BC Tel
- Industry: Telecom
- Founded: 1904
- Defunct: 1999
- Fate: Merged with Telus (formerly AGT)
- Successor: Telus
- Headquarters: Burnaby, British Columbia
- Website: bctel.ca at the Wayback Machine (archived 1998-12-06)

= BC Tel =

Former Canadian telecommunications company

British Columbia Telephone Company, later known as BC Tel, was the telephone company operating throughout the province of British Columbia, Canada. For most of its history, BC Tel was one of several regional monopolies in Canada. In 1985, the Canadian Radio-Television and Telecommunications Commission (CRTC) restored competition in long-distance telephone service. In 1998, BC Tel merged with Telus to become the second largest telecommunications company in Canada.

==Early decades==
In 1904, the Victoria & Esquimalt Telephone Company and the New Westminster & Burrard Inlet Telephone Company were taken over by The Vernon & Nelson Telephone Company. That year, the name of the company was changed to the British Columbia Telephone Company Limited. In 1916, the company obtained a federal charter and dropped the word Limited from its name.

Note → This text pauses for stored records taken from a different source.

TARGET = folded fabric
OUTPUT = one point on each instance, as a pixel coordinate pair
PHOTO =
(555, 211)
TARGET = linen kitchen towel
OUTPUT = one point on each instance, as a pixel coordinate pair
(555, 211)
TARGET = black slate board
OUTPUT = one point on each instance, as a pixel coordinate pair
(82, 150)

Theodore Gary & Company bought a substantial interest in BC Telephone in December 1926 (held in Canada under the Anglo-Canadian Telephone Company). Other Gary companies at the time included International Automatic Telephone Company and British Insulated Cables. Mr G H Halse remained as president and general manager of BC Telephone. In July 1927, the company participated in Canada's first coast to coast radio broadcast for Canada's Diamond Jubilee.

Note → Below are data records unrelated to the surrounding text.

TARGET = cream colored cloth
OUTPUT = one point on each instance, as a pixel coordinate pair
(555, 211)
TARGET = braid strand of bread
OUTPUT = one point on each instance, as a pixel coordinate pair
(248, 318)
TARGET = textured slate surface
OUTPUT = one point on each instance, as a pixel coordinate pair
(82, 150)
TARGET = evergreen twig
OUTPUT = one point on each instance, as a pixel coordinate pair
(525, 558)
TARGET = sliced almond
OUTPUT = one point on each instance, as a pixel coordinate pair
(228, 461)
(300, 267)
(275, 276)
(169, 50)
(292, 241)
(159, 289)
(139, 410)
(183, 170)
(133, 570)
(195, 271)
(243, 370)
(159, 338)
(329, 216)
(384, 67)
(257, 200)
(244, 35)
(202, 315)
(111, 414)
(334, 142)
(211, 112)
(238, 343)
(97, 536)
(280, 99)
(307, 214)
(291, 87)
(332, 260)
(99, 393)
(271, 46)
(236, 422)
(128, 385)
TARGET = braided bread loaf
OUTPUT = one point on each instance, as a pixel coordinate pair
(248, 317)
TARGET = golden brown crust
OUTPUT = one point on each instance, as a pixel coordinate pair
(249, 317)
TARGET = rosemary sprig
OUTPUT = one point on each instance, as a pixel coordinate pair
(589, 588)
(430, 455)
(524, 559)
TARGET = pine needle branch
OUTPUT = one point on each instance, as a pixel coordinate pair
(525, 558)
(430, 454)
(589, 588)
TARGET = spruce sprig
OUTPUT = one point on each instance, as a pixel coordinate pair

==Two regional operations==
On the 1 April 1929, a charter was obtained for a new subsidiary called "North-West Telephone Company" (NWT). This company adopted radio-telephony for areas of the province unreachable by wire. The first experiment was providing a connection to Powell River from Campbell River, about 50 mi across the water.

A new record for storm damage in the BC Telephone system was set little over a year after the previous record. The rain and sleet began early in the morning of 21 January 1935. There were 1,500 poles and 700 miles of wire down in the Fraser Valley. Victoria had 1,800 telephones out of service. The Trans-Canada toll line was not restored until 10 February 1935.

The first photographs ever to be transmitted from Vancouver via wire photo service took place during the royal visit of 29 May 1939.

In April 1954, the federal government telephone system west of the Rockies was purchased and the operations split with the NWT. GTE of Stamford, Connecticut, became a 50.2% owner of BC Telephone when the Theodore Gary Company merged with GTE in 1955.

In January 1961, the NWT was officially merged with its parent. In 1979, the BC Telephone Company acquired Automatic Electric Canada and formed "AEL Microtel". Soon afterward, the name was shortened to "Microtel". In 1982, "BTE - Business Terminal Equipment" was formed to compete in the newly deregulated equipment field. BC Telephone formed "BC Cellular" in 1985 to compete in the new cellular telephone business. On 1 May 1993, BC Telephone reorganised under holding company "BC Telecom Inc" and changed its legal name to "BC Tel".

==Telus merger==
The deregulation of the phone industry in the 1990s, combined with the competition between line and cell transmission technology, totally changed the business environment. In a 1999 "merger of equals", BC Tel bought the smaller Telus, the telephone operating company in Alberta. The merger created the second largest telephone company in Canada after Bell. Initially registered as BCT.Telus, the merged company with headquarters in Burnaby, British Columbia, soon rebranded as Telus.